The following text was curated by Mexican magazine Arquine and is therefore available in a Spanish version on its website.
The exhibition Archizines is currently visible at the Storefront for Art and Architecture in New York City and touring in ten cities of Europe and North America. This display of eighty architectural journals (including the funambulist’s friends from Studio Magazine and Beyond!) is a good opportunity for us to question this medium of communication of ideas. Fifty years from now, Archigram and its ten zines publications participated to a revolution of architecture from the modernist patronizing austerity to a bold and imaginative movement for a city liberated from its bourgeoisie. Nowadays, the democratic aspect of these journals lies more in their facilitated production than in their radical contents. This mean of publication has indeed evolved with the relatively recent creation of many self-publishing services and the potential communication about the printed issues via the internet. The price reflects such means of production and contrast with more established architectural magazines with a larger run. Nevertheless, the goal of a more democratic access to knowledge has still to be pursued.

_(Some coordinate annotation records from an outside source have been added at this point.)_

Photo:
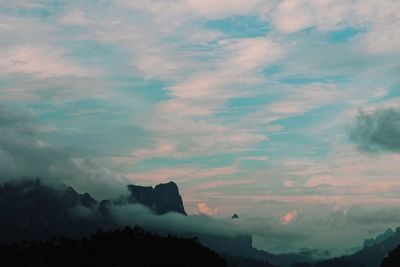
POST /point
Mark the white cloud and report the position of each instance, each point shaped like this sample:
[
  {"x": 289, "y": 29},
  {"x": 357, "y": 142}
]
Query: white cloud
[{"x": 40, "y": 61}]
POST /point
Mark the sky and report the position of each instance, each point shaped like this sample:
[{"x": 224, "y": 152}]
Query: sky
[{"x": 285, "y": 112}]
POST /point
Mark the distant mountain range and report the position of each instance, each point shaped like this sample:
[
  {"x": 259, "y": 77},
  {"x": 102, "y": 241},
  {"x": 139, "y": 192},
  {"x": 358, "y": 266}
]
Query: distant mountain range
[
  {"x": 32, "y": 210},
  {"x": 126, "y": 247}
]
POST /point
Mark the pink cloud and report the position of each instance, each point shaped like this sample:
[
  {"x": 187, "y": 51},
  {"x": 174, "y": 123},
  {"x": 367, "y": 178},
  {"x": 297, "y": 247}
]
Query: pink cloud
[{"x": 203, "y": 208}]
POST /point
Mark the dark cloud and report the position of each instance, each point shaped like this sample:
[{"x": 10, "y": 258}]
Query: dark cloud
[
  {"x": 377, "y": 131},
  {"x": 24, "y": 153}
]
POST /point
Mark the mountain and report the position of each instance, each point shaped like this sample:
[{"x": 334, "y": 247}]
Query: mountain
[
  {"x": 371, "y": 254},
  {"x": 127, "y": 247},
  {"x": 241, "y": 246},
  {"x": 33, "y": 210},
  {"x": 392, "y": 259},
  {"x": 382, "y": 237},
  {"x": 163, "y": 198}
]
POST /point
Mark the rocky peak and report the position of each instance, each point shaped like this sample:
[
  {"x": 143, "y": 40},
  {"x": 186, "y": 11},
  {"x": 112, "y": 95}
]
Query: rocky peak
[{"x": 163, "y": 198}]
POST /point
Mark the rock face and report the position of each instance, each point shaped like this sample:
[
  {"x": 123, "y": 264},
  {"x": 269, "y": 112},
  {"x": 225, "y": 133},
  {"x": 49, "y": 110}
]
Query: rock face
[
  {"x": 163, "y": 198},
  {"x": 73, "y": 198}
]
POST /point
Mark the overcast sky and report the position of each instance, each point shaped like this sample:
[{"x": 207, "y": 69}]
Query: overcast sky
[{"x": 285, "y": 112}]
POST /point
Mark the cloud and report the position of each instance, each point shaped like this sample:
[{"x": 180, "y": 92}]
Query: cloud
[
  {"x": 24, "y": 154},
  {"x": 39, "y": 61},
  {"x": 203, "y": 208},
  {"x": 289, "y": 217},
  {"x": 378, "y": 130}
]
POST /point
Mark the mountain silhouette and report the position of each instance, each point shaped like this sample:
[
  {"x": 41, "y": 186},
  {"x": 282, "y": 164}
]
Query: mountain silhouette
[
  {"x": 392, "y": 259},
  {"x": 127, "y": 247},
  {"x": 33, "y": 210},
  {"x": 163, "y": 198}
]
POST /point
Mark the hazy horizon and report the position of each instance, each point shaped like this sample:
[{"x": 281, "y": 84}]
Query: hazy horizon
[{"x": 286, "y": 112}]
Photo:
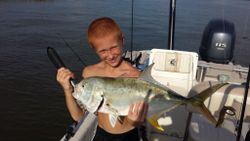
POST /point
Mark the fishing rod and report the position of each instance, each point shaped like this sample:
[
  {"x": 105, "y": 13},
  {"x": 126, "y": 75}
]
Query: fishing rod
[
  {"x": 66, "y": 43},
  {"x": 57, "y": 61},
  {"x": 239, "y": 128},
  {"x": 171, "y": 25},
  {"x": 132, "y": 30}
]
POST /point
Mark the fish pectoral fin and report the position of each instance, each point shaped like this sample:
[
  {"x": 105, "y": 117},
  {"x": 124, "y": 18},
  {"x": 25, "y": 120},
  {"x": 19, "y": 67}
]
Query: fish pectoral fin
[{"x": 153, "y": 121}]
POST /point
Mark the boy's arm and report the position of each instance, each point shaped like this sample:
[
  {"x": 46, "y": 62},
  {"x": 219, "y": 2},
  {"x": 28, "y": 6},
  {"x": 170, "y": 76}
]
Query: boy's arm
[{"x": 63, "y": 77}]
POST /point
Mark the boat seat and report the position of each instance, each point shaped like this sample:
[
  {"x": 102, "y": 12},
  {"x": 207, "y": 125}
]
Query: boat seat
[
  {"x": 177, "y": 71},
  {"x": 174, "y": 69}
]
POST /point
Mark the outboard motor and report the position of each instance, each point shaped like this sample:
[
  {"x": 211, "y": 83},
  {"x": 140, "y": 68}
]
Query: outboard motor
[{"x": 218, "y": 40}]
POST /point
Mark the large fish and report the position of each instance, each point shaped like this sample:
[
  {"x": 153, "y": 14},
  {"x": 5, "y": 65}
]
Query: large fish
[{"x": 114, "y": 96}]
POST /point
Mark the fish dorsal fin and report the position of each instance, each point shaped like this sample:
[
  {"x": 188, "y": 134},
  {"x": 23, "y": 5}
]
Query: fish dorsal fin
[{"x": 112, "y": 119}]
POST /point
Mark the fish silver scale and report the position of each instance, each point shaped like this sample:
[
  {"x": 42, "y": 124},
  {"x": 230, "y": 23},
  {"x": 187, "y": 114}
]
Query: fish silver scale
[{"x": 119, "y": 93}]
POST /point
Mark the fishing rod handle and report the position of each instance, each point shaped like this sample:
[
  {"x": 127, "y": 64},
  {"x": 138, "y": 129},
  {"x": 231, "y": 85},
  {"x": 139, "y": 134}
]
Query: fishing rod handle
[{"x": 57, "y": 61}]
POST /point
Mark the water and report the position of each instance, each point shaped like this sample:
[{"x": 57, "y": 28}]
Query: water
[{"x": 32, "y": 103}]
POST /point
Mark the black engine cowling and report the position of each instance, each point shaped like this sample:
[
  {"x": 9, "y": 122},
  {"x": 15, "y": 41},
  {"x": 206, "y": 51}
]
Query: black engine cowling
[{"x": 218, "y": 41}]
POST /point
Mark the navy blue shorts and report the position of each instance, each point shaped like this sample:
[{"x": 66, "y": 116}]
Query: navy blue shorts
[{"x": 102, "y": 135}]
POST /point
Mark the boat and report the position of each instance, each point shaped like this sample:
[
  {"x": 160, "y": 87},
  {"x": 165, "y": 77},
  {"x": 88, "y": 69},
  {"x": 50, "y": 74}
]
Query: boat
[{"x": 188, "y": 73}]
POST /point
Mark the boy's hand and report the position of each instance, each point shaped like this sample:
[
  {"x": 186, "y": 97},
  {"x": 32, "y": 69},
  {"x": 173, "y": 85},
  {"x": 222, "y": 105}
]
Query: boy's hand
[{"x": 63, "y": 77}]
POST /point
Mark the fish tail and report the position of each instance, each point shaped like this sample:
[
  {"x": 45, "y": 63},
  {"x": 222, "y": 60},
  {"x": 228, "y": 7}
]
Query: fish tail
[{"x": 196, "y": 103}]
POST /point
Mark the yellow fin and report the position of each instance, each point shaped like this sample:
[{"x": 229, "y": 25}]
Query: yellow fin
[{"x": 153, "y": 121}]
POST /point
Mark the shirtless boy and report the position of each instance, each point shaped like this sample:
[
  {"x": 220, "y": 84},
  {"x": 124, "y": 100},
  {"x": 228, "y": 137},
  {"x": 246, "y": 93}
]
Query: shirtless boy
[{"x": 106, "y": 38}]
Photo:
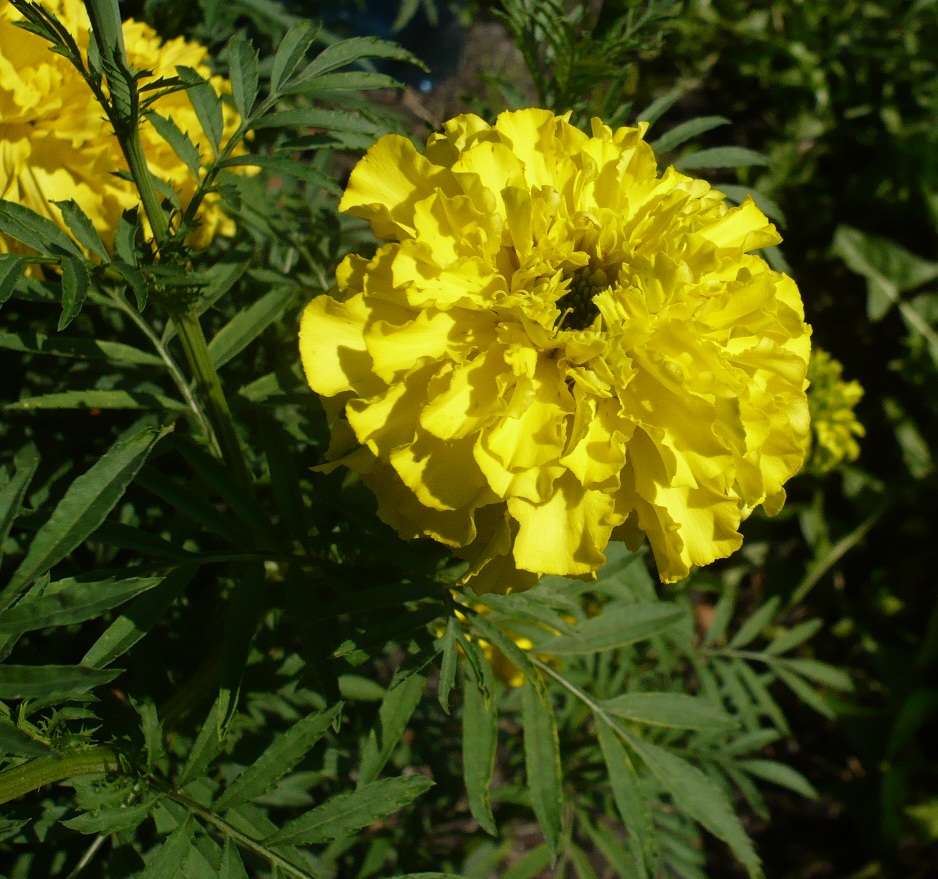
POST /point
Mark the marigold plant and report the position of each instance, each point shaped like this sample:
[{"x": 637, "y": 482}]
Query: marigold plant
[
  {"x": 55, "y": 142},
  {"x": 831, "y": 400},
  {"x": 557, "y": 348}
]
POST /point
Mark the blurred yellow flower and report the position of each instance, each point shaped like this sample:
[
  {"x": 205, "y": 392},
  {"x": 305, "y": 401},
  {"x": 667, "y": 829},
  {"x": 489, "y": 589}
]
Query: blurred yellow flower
[
  {"x": 834, "y": 427},
  {"x": 559, "y": 348},
  {"x": 55, "y": 143}
]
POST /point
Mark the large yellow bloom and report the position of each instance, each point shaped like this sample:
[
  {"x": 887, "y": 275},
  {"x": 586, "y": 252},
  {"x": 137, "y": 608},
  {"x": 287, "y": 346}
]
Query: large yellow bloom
[
  {"x": 55, "y": 143},
  {"x": 834, "y": 427},
  {"x": 559, "y": 347}
]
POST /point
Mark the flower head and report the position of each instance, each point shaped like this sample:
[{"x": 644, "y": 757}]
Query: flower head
[
  {"x": 559, "y": 347},
  {"x": 55, "y": 143},
  {"x": 834, "y": 427}
]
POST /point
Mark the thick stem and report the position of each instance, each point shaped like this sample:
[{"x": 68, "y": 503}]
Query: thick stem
[{"x": 24, "y": 779}]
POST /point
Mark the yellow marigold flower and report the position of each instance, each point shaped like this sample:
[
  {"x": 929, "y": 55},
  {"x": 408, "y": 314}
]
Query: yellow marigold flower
[
  {"x": 833, "y": 424},
  {"x": 559, "y": 347},
  {"x": 55, "y": 143}
]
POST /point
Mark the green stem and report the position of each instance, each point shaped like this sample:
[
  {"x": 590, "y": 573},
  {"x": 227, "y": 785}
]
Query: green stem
[
  {"x": 193, "y": 343},
  {"x": 24, "y": 779}
]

Two very recent examples of (non-architectural) publications aiming to this goal can be considered here to describe an ideal for the journals involved in the exhibition Archizines. The first one is the small pamphlet entitled ‘Indignez Vous’ (Time for Outrage in its English version) written by French former resistant 95 years old Stéphane Hessel in 2010. This 27 pages manual invites its readers to actively critique their political environment and undertake a pacific insurrection. This small book was sold for three euros (less than four US dollars) and many of us bought several of them to give them away to friends and acquaintances. In less than a year it has been translated in thirty four languages, acquired by four millions people, and gave its name to the Spanish social movement the Indignados. Adopting the format of a pocket pamphlet ‘Indignez Vous’ managed to be spread out and therefore politically active while a similar volume, ‘L’insurrection qui vient’ (The Coming Insurrection) did not reach out to the same amount of readers for having registered within more traditional means of publishing.

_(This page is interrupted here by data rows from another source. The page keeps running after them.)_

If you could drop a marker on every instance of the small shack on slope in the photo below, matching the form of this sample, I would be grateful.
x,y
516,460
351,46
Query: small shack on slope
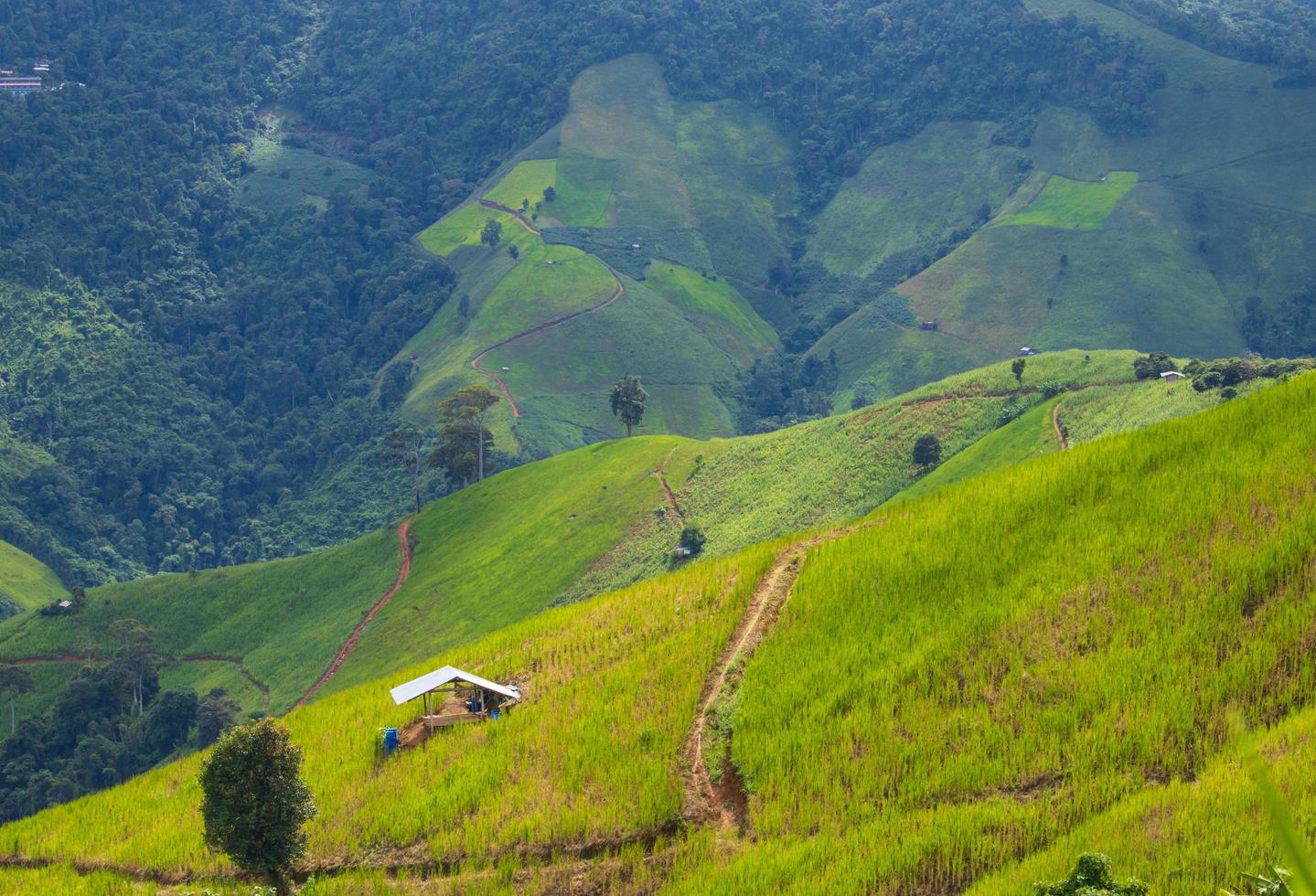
x,y
450,696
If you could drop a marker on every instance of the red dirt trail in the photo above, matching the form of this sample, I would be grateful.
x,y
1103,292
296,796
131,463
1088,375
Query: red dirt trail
x,y
403,571
1055,422
541,328
666,490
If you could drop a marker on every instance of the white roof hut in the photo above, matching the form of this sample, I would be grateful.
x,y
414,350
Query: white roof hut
x,y
466,698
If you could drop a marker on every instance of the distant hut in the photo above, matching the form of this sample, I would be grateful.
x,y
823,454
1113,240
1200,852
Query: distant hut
x,y
452,696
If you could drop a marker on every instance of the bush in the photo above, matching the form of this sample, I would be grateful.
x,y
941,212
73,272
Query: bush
x,y
926,450
692,539
1091,877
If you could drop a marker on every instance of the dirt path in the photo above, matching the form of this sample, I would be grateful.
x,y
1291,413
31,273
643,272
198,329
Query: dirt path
x,y
541,328
403,571
666,490
706,800
513,213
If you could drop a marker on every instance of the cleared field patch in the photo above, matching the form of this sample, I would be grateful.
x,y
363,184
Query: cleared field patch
x,y
584,192
474,550
738,170
284,176
525,183
719,311
910,197
1025,652
551,282
1138,281
563,769
462,228
26,581
1074,204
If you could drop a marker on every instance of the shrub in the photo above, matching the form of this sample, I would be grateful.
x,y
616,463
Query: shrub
x,y
1091,877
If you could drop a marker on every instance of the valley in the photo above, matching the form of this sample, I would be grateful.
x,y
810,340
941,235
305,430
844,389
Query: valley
x,y
668,448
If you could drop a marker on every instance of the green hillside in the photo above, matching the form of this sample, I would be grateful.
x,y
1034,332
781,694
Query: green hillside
x,y
26,581
937,754
645,188
587,521
1107,243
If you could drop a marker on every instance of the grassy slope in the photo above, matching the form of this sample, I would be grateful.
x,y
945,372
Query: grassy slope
x,y
1004,664
1074,204
1222,212
507,548
284,619
26,581
287,619
910,195
644,168
566,766
1235,155
311,177
1025,653
821,473
1126,283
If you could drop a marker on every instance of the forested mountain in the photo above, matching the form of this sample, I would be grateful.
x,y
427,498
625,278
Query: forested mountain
x,y
242,342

The second example, closer from the archizines because of its variations through several issues, is offered by the Occupy Theory journal, Tidal. The two first issues which proposed small essays from occupiers intellectuals such as Judith Butler were distributed for free all around New York City in an attempt to invite a plethora of readers to reach a level of criticality towards our economical and political environment. Tidal also proposes an articulated discourse on how the movement Occupy and its world equivalents unfold themselves as various resistive strategies against this same environment. The journal relies on donations –via kickstarter for example- in order to exist and to be distributed for free in the subway and on public squares.
Of course, this article does not try to be judgmental towards the many journals that remains at a price which make them less accessible for a whole part of population, but it seems important to introduces means of production which seems more in adequacy with what zines stand for: subjective and cheap publications that can reach a broad audience. In this regard, this short text can find its conclusion in the evocation of a very recent initiative proposed by Ethel Baraona as a side event of the exhibition archizines, the Make Your Own Architecture Fanzine workshop. This event occurred on April 21st and allowed four teams of two people to challenge the idea of the zine while creating a new one. May this exhibition and those various other examples inspire many people to undertake such reflections and productions.